La fièvre de l’Homme pléonexe
Certes, ce n’est pas l’arrive du virus et du vaccin qui nous apprend quelque chose sur notre vraie nature. Nous sommes des êtres excessifs, et c’est tant mieux. Après tout, c’est bien la seule chose qui permettra de nous différencier demain de nos amis les automates. Mais même dans la démesure, il y a des degrés, et aujourd’hui on peut dire qu’on affole le mercure. Nous sommes animés d’un profond besoin de jouir, de tout, partout, tout le temps. Un besoin de jouir qui va donc au-delà du simple désir pour Albertine (Proust : À la recherche du temps perdu), du banal besoin de maximiser son utilité (Bentham), ou du juste nécessaire pour survivre (Striatum de Cro-Magnon). Evidemment, je n’invente rien et tout a déjà été dit sur le sujet (L’Homme sans gravité par exemple, pour jouir), et depuis bien longtemps déjà (Platon : livre V) . Sauf qu’à l’époque on ne croyait pas si bien dire.
Nous voulons tout. Non, en fait nous ne voulons pas tout. Nous voulons juste ce qu’il y a de mieux dans le tout. Le reste ne nous intéresse pas. Nous sommes bien au-delà de la gourmandise. Et ne sous-estimez pas la chose. Il ne s’agit pas du banal cliché de l’Homo télétravaillus sur son canapé armé de son café, prêt à cliquer sur sa tablette, pour avoir l’objet du désir dans ses mains, livré presque avant qu’il ne le commande. En vérité, nous sommes bien au-delà du consommateur repu.

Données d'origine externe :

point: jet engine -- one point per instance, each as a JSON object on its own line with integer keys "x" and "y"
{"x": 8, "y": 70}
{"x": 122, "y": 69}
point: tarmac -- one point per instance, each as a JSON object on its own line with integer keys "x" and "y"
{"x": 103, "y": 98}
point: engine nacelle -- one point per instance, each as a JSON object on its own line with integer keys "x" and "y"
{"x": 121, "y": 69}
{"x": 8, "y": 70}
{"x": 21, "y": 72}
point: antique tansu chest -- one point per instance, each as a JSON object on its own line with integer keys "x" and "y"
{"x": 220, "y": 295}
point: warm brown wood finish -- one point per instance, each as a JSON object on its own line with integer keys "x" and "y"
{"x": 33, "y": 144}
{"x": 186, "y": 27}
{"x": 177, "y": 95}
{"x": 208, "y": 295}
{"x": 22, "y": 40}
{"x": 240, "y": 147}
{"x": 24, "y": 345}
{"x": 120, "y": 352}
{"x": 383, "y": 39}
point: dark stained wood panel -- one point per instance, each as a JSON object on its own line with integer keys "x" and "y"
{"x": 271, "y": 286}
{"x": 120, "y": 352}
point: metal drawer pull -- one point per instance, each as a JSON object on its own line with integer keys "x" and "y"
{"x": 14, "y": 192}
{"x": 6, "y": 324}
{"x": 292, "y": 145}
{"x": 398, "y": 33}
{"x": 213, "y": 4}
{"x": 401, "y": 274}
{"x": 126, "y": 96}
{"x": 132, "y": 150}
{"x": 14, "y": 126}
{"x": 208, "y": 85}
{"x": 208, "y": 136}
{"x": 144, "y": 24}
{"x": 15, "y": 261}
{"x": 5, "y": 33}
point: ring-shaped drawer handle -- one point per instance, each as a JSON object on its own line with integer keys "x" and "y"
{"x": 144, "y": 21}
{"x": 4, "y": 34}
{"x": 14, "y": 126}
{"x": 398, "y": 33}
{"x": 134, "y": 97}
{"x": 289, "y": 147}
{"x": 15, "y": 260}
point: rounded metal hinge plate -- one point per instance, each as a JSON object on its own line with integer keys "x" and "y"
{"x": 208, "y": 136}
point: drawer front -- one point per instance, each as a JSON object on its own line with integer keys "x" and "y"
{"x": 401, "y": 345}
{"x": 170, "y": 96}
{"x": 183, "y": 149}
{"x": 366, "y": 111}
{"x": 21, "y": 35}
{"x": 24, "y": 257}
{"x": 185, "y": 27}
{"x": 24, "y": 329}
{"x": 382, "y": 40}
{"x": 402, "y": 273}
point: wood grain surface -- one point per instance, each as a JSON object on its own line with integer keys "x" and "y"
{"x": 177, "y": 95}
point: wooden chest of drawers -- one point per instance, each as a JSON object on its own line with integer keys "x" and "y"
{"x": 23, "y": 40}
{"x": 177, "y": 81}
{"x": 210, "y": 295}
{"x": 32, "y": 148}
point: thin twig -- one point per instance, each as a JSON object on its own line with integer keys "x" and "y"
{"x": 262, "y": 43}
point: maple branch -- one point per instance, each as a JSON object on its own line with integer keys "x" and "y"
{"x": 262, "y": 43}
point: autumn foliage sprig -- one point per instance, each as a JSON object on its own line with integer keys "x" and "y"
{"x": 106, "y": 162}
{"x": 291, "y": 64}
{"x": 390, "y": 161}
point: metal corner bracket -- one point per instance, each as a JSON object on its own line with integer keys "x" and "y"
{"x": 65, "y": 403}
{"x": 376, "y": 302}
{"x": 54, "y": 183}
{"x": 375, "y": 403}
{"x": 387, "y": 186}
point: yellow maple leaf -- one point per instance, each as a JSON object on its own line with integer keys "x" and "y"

Ce que nous voulons désormais, c’est assister au désastre en spectateur, sans craindre que les flammes nous brulent, que la crise climatique nous empêche de faire le plein d’essence, que les crises économiques nous empêchent de remplir nos frigidaires, que les virus nous rendent malades, que les vaccins nous fassent passer une sale nuit, etc... Evidemment, à force de vouloir, on finit par y croire, et l’on adhère sans sourciller à tout un tas de religions bizarres, telle que le « quoi qu’il en coûte ad libitum », un genre d’assurance XXL capable de vous protéger contre la fin du monde ou l’arrivée des extraterrestres, et qui se finance par une opération du saint esprit : une dette qu’on remboursera quand on en aura envie, ou pas (je crois qu’on appelle cela un don).
Les œufs de la poule sans le bruit de la poule, voilà seulement ce que nous désirons. Pas grand-chose en fait. Mais l’histoire de la poule n’est donc qu’une illustration récréative du mal qui nous gangrène. « À l’instar du pléonasme, qui désigne le mot en plus, c’est-à-dire en trop, la pléonexie signale le fait d’avoir plus, de vouloir avoir toujours plus », Dany Robert Dufour. Car « ceux qui ont aujourd’hui le plus convoitent le double », comme l’avait déjà remarqué il y a fort longtemps le poète Théognis de Megare.